U.S., India, Japan to meet after Obama's Asia "pivot"
WASHINGTON (Reuters) - The United States, India and Japan will hold their first trilateral meeting this month as Washington pushes ahead with its "pivot" toward Asia, where China's growing power has raised concern.
The State Department said the three countries would meet in Washington on December 19, represented by senior diplomats.
"This meeting is going to be an opportunity to hold comprehensive discussion on a range of Asia-Pacific regional issues," State Department spokesman Mark Toner told a news briefing.
"As the three leading Pacific democracies, we look forward to productive exchanges with India and Japan."
The meeting is the latest sign of the Obama administration's drive to push back against Chinese influence in the Asia-Pacific region and strengthen existing alliances.
President Barack Obama recently returned from an Asian tour that stressed U.S. interests in the region. Secretary of State Hillary Clinton last week visited Myanmar, offering the prospect of improved ties with a resource-rich country that analysts said had been seen as an economic and political satellite of Beijing.
The United States has also sought to consolidate relations with other regional powers, including Australia and Indonesia, in what U.S. officials described as a policy "pivot" toward Asia as wars in Iraq and Afghanistan wind down.
Political analysts said that while the three countries share a range of interests including on trade and nuclear issues, the primary focus of this month's meeting was likely to be China.
"China is the big strategic driver of the interest of all three sides but this builds on trends that we've seen for some time now," said Richard Fontaine, a senior adviser at the Center for a New American Security think-tank.
India and Japan both have their own concerns about China, which is leveraging its economic strength to become more assertive and beef up its military, including eventually developing its own aircraft carrier.
Those concerns have been particularly pronounced in the South China Sea, where the United States has urged China not to allow competing territorial claims to jeopardize the security of waterways essential to Asian trade.

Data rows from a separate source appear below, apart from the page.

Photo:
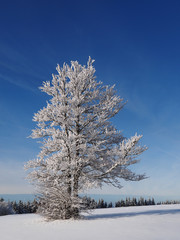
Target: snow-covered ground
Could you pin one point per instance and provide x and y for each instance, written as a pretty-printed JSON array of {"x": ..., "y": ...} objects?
[{"x": 146, "y": 223}]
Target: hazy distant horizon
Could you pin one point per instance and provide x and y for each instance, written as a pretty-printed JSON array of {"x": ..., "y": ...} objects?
[{"x": 106, "y": 197}]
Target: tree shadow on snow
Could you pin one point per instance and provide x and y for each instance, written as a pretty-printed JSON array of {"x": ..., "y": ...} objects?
[{"x": 132, "y": 214}]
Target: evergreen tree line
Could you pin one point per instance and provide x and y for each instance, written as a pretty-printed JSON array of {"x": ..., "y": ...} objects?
[
  {"x": 19, "y": 207},
  {"x": 92, "y": 204}
]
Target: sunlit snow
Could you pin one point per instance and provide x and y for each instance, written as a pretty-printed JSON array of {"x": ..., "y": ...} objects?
[{"x": 146, "y": 223}]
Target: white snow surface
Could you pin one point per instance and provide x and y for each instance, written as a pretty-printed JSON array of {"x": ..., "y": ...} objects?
[{"x": 146, "y": 223}]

U.S. officials have emphasized that their aim is not to threaten China, but Beijing has reacted nervously and warned Washington not to take steps which could fan Cold War-style antagonism.
The United States already has a strong security relationship with Japan, and has been working to develop similar ties with India, including forming a possible three-way security pact with New Delhi and Canberra.
Fontaine said the three-way meeting could fan fears of "encirclement" in Beijing, which is embarking on a delicate period of political transition as Chinese President Hu Jintao prepares to hand off power to Vice President Xi Jinping in early 2013.
"From the Chinese standpoint they would see this as not particularly worrisome in and of itself, but as the latest piece of a developing pattern of behavior in the Indo-Pacific region," Fontaine said.